Monday 5 December 2022

The House that was home

                                              

Ours was not the typical ancestral home with tiled roof , front garden and many wings . It was  big but  rather  match box like ,with rooms, bathrooms , out house and garage  added on  as the need arose .It jutted out to the front, almost touching the road, but had more space at the back . It reminded  me of Naipaul’s ‘ House for Mr. Biswas’ . But it was made out of our Achan’s hard earned  savings  of a lifetime and was a treasure house of our childhood memories.

I was ten when we shifted to Devi Vihar,  our  house at Ambalamukku . While it was still under construction, Achan used to go there regularly after office hours in order to supervise the construction. Sometimes he would collect my younger sister and me from school and bring us to the construction site. Initially the ground had been over grown with sweet potatoes, coconut  trees  and banana palms. Once the construction began, the area was cleared. There was a lot of plain ground to run about and play. My sister and I made friends with the neighbourhood boys and we used to play hide and seek and SAT while the elders were engaged in serious discussions about plan and execution

After shifting to the new house I remember  all of us using waste cloth to wipe the floors which were painted red with red oxide. The workers had left footprints upon the polished floors by sheer  negligence and we  tried  to erase them with wet cloth and soap suds but to no avail. Every Sunday we were given various tasks to do around the house – dusting, cleaning the window panes, planting saplings in the garden and so on.

One fine day , Amma came up  with the fantastic idea of growing poultry .Since we had a vast backyard , the compound seemed ideal for the purpose. Soon a chicken coop took pride of place at the back of the house and into our large household  entered  a flock of two legged creatures- a rooster , resplendent in its gleaming plumage, flanked by an entourage of hens. There were hens of  white leghorn and black minorca breed  to add variety and spice to the rooster’s life. At first we were fascinated by the clucking  and crowing in our backyard . The hens  thrived on the care and attention given to them and started yielding eggs. We used to run to the coop on hearing the special cry of the hens , inorder to collect the eggs .These eggs  were much larger than the ones we got from the market. Achan and Amma were cheered by this constant supply of protein and vitamins to our large , gowing family. But the craze did not last long. Our backyard was ruined by  large chunks of chicken poop . Many a time our feet were soiled by the poop from  so many bird inmates. As the fowls  started  scratching and eating the grains, Amma’s crops were ruined beyond redemption. Soon we were fed up of eating the large eggs laid by our hens and preferred the smaller variety available in the market. My brothers expressed a desire to eat the flesh  of the chicken instead of the  eggs  but Amma would have none  of it. The matter was resolved when a fox got wind of the presence of easy prey close by. One night we heard unnatural sounds in the backyard followed by the alarmed cries  of the fowls. Our investigation revealed that one hen was missing from the brood. We strengthened the coop but to no avail. Two more nocturnal attacks occurred .The poor fowls were terrified and Amma was disheartened. She decided it was better to feed her children instead of the fox .That put an end to the poultry farming craze. For years to come, the chicken coop stood as a sad memorial to a fancy  that misfired. 

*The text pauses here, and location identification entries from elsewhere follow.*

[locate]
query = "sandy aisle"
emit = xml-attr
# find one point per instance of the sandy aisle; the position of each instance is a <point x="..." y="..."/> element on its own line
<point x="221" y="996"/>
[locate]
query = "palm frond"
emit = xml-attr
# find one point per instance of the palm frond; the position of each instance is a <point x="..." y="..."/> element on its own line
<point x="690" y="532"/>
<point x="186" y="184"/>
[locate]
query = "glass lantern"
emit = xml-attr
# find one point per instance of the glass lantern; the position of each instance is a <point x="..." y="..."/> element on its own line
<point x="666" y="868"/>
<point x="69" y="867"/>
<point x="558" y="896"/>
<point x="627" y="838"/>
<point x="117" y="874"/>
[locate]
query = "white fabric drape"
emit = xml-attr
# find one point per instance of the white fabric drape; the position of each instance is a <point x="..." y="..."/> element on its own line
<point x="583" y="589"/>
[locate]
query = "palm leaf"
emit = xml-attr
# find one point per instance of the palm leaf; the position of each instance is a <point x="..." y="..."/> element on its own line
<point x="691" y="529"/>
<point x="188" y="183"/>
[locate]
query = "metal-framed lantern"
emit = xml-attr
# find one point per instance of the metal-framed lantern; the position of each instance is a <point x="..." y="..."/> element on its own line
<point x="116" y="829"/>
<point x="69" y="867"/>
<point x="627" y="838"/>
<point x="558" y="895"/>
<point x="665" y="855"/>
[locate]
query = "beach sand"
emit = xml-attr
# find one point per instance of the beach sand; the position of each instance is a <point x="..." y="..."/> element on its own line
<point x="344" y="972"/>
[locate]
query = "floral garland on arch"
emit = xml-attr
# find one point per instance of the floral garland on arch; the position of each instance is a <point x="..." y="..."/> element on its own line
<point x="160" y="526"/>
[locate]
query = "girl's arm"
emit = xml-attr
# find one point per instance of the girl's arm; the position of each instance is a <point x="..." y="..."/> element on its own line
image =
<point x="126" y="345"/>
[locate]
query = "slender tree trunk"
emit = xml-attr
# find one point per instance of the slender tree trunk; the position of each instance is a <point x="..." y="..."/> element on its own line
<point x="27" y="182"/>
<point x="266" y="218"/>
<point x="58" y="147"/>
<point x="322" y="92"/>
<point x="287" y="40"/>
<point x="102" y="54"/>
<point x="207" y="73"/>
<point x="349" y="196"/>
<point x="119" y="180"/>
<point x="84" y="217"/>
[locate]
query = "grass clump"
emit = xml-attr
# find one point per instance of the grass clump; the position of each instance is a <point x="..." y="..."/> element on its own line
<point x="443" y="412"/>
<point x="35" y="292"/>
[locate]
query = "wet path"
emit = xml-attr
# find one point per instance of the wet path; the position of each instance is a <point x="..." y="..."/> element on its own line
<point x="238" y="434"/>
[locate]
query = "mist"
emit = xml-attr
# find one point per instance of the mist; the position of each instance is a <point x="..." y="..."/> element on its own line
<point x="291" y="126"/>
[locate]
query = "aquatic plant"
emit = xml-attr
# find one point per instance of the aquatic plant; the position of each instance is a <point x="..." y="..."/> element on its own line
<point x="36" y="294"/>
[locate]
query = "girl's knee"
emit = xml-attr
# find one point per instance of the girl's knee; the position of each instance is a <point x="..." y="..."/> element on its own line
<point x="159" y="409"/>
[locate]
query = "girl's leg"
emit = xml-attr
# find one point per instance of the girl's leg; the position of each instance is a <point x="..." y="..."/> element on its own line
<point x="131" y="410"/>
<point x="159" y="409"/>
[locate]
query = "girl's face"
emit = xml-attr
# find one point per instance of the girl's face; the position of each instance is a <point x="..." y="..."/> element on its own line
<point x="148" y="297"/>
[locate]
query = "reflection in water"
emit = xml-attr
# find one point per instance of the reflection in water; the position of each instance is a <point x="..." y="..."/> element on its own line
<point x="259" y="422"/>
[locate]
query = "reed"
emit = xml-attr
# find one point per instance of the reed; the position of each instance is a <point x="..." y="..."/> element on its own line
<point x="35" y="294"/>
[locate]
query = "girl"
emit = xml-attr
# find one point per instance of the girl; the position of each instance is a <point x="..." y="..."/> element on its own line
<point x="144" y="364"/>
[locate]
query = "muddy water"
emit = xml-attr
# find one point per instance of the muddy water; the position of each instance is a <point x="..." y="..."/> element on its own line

A year after  shifting to the new house, my elder sister got married and left home with her husband. Mani aunty, Achan’s colleague’s wife had taught her stitching and I picked up the rudiments of stitching by watching her at work. Soon I started stitching clothes for myself  .My  elder brothers who were in college,  used to wear flashy, colourful clothes but  our wardrobe was limited to frocks, skirts and blouses stitched out of the material bought by Achan . We were satisfied with what we had till the time our Uncle returned from Singapore and brought for us lovely pleated skirt and top ensembles which made us the cynosure of all eyes. These Singapore dresses held pride of place in our ward robe for years to come and we continued wearing them till they became mini skirts and micro minis. Finally Amma expressed her chagrin at our crossing the limits of decency and forced us to discard them  . .

Since we were 7 siblings growing up in the same house we learnt sharing and caring and had a lot of fun  at the expense of others . The bonhomie that held us together helped us overcome many of the short comings of a huge joint family. Achan was a strict task master  who  supervised  our every move .Our energy was mostly directed at thwarting his attempts to control us.

 My younger sister and I used  to chant the prayers every evening, read the Gita and attend matapadashala on Sundays in the nearby temple. A venerable,   bearded sage  taught us  the inner meaning of the scriptures. More than the lessons, we  were lured by the tasty ghee payasam served as prasad at the end of the ritual. Achan  would make us read the editorial of the English news paper  every day in an attempt to improve our English. Since I was an avid reader he allowed me to read Enid Blyton and Perry Mason series on condition that I would write a synopsis of each book that I read. Little did he know that every book had a synopsis on the cover and I was merely copying this .He also failed to realize that  I had  graduated from Perry Mason to  Chase and then to Mills and Boon and was chain  reading on the sly, compromising my  academics  and eyesight .Sometimes he used to come noiselessly up the stairs for an inspection. But  whoever  occupied the seat next to the stairs alerted all others so that we all pretended  to be hard at work with our note books and text books.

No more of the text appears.